Three best practices for AI/ML security

Three best practices for AI/ML security

Corporations, governments, and academic institutions all understand the immense opportunity that artificial intelligence (AI) and machine learning (ML) present to their constituencies and are increasing their investments. PwC expects the AI ​​market to grow to just under $16 trillion by 2030, or about 12% of global GDP. Given the size of the market and the intellectual property involved, one would think appropriate investments have been made to secure these assets. But that’s wrong.

AI and ML have become the biggest cybersecurity attack vector. The Adversarial AI Incident Database provides thousands of examples of AI attacks across various industries and corporations, including Tesla, Facebook and Microsoft. Yet the cybersecurity industry lags behind the bad guys. There are few dedicated cybersecurity protections.

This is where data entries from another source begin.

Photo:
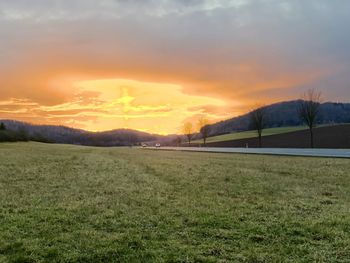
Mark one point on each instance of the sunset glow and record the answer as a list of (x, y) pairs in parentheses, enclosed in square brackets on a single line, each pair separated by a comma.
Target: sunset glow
[(151, 66)]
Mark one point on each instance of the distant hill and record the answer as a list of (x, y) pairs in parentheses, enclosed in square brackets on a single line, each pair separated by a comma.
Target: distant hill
[(62, 134), (285, 114)]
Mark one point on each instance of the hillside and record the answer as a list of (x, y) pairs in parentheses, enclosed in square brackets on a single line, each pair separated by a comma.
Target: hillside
[(62, 134), (250, 134), (330, 136), (285, 114)]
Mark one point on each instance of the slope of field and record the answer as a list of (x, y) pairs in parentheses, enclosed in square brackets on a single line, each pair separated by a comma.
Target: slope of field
[(335, 137), (251, 134), (64, 203)]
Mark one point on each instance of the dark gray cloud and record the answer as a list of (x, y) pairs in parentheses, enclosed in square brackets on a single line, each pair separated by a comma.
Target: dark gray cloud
[(274, 49)]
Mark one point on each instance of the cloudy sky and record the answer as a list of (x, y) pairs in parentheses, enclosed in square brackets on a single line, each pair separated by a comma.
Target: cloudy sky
[(153, 64)]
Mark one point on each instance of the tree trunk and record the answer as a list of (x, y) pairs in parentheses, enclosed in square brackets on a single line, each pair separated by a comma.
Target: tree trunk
[(311, 137), (260, 144)]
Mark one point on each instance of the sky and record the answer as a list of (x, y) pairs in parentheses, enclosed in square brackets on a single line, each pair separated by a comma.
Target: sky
[(152, 65)]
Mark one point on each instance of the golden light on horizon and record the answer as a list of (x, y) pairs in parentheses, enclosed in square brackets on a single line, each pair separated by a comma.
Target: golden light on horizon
[(146, 106)]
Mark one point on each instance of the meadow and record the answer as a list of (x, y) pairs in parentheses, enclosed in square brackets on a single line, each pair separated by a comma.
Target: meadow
[(251, 134), (61, 203)]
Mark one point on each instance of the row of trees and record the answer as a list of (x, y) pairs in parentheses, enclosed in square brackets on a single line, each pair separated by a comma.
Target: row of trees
[(308, 111)]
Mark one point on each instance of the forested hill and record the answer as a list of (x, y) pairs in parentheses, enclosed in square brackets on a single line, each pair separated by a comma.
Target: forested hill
[(285, 114)]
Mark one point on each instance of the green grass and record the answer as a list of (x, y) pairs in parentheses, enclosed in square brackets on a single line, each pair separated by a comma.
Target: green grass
[(62, 203), (251, 134)]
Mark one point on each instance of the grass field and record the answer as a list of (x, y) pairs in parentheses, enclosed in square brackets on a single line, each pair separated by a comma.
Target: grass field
[(62, 203), (251, 134)]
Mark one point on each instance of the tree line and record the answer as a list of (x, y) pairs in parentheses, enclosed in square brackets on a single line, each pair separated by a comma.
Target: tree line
[(308, 112)]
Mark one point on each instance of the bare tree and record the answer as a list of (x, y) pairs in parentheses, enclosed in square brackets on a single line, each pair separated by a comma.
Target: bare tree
[(188, 131), (257, 121), (204, 129), (178, 140), (309, 110)]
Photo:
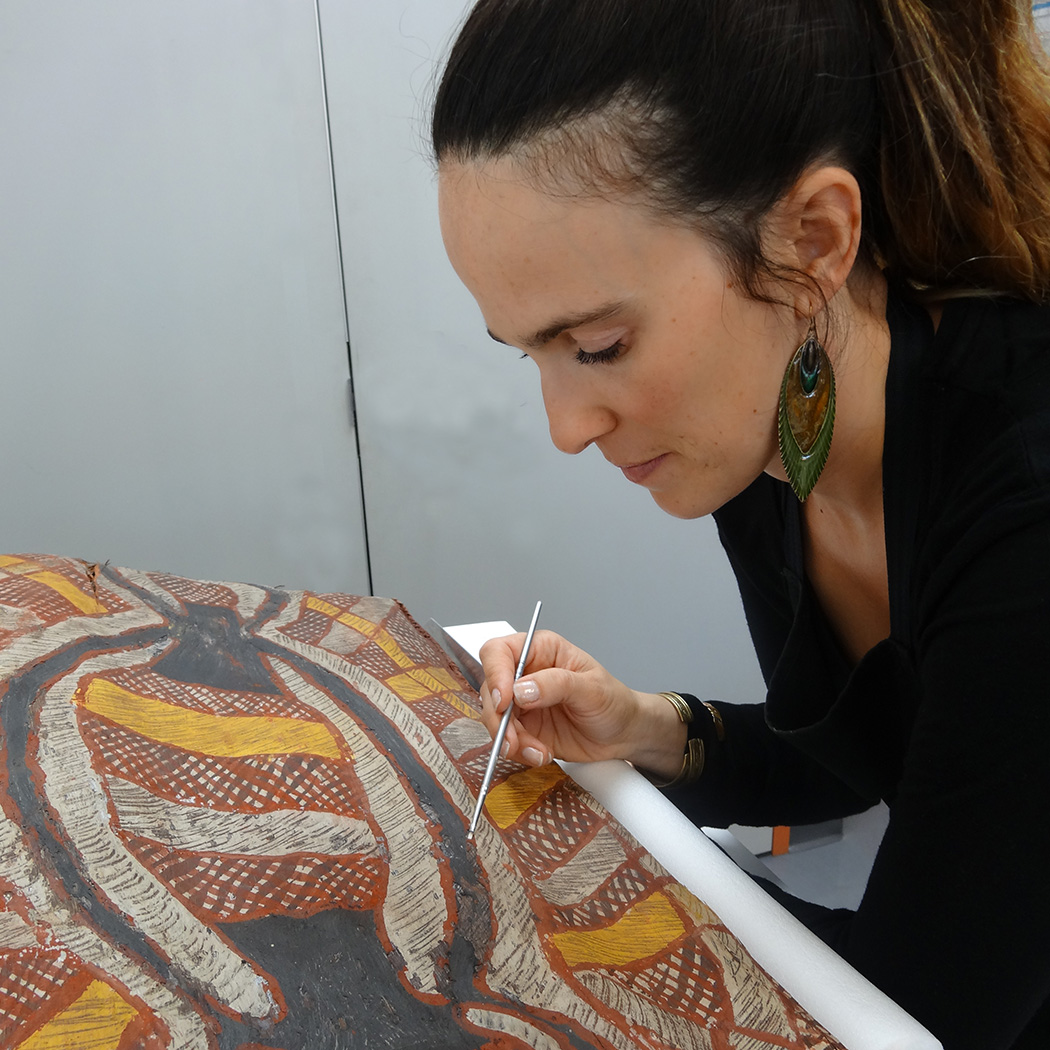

Gartner outlined the scope of the problem in its October 2022 report, “AI in Organizations: Managing AI Risk Leads to Improved AI Outcomes.” Among the leading findings: this year alone, 30% of AI cyberattacks will have used training data poisoning, AI model theft, or adversarial samples to attack AI-powered systems. Two in five organizations will have experienced an AI security or privacy breach, with one in four being adversarial attacks.

Warnings fall on deaf ears

Watchdogs in the security industry have been ringing alarm bells for years. MITRE’s 2020 Adversarial Threat Landscape for Artificial-Intelligence Systems (ATLAS) framework identified 12 tactics (the “why”) for adversarial attacks and more than 60 specific attack types. It is important to note that the Gartner and MITER research was specific to adversarial AI and ML and not related to what has generally received the most attention in this space: model bias, drift and/or integrity. While these concerns remain very real, Gartner and MITER draw specific attention to cybersecurity risks related to AI and ML.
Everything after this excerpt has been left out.